There are three main levels of heat problems, each with its own set of symptoms that, if left untreated, can quickly lead to more serious problems. The three levels are, in ascending order of deadliness: heat stress, heat exhaustion and heat stroke.

Heat stress occurs when the body has overworked itself and is having trouble cooling off. The symptoms include – but are not limited to – reduced coordination, slower thinking, less caution and cramps. If parents observe these behaviors, they need to get their kids out of the sun immediately, into a cooler area and give them plenty of water.

Heat exhaustion is the next stage after heat stress and the symptoms only continue to worsen. There are many signs that indicate heat exhaustion but the most severe are nausea, vomiting, loss of coordination, hyperventilation and fainting. Victims are severely dehydrated and need fluids immediately. At this point, if any of these symptoms are apparent, it would be best to take your kid to the hospital as a precaution.

The final and most dangerous stage is heat stroke. If it has come to this, the body has lost its ability to cool down and the is in danger of rapidly overheating. The victim’s skin is dry to the touch and sometime red. There could be difficulty with breathing as well as a rapid but faint pulse. In the worst-case scenario, there could even be convulsions or a slip into a coma. Immediate hospital attention is vital.
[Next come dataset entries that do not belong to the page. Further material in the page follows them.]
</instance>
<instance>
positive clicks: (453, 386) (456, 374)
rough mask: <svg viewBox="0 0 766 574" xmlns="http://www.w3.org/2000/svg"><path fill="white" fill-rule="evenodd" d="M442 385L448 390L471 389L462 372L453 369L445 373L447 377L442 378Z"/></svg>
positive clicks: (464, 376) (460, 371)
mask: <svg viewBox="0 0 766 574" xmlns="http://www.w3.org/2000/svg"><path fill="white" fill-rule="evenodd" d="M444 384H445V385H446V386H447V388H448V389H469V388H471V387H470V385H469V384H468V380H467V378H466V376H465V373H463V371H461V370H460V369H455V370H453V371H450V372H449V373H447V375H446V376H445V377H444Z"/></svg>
Children are not the only ones vulnerable to heat illness. Adults are also quite susceptible, especially if they’re not used to working in the heat. However, there are a few, easy precautions that everyone can take.

  • Condition yourself for working in a hot environment – start slowly then build up to a more physical work. Allow your body to adjust over a few days.
  • Drink lots of fluids. This cannot be overstated. Do not wait until you are actually thirsty. By then, there is a good chance you’re already on the way to dehydration. However, never drink alcohol or carbonated drinks to quench your thirst. They will only dehydrate you further.
  • Take plenty of breaks, especially if you’re feeling light-headed.
  • Wear light-weight, light-colored clothes when working outside.
  • Get plenty of sleep at night so you’re not working on half-a-tank of gas to start the day.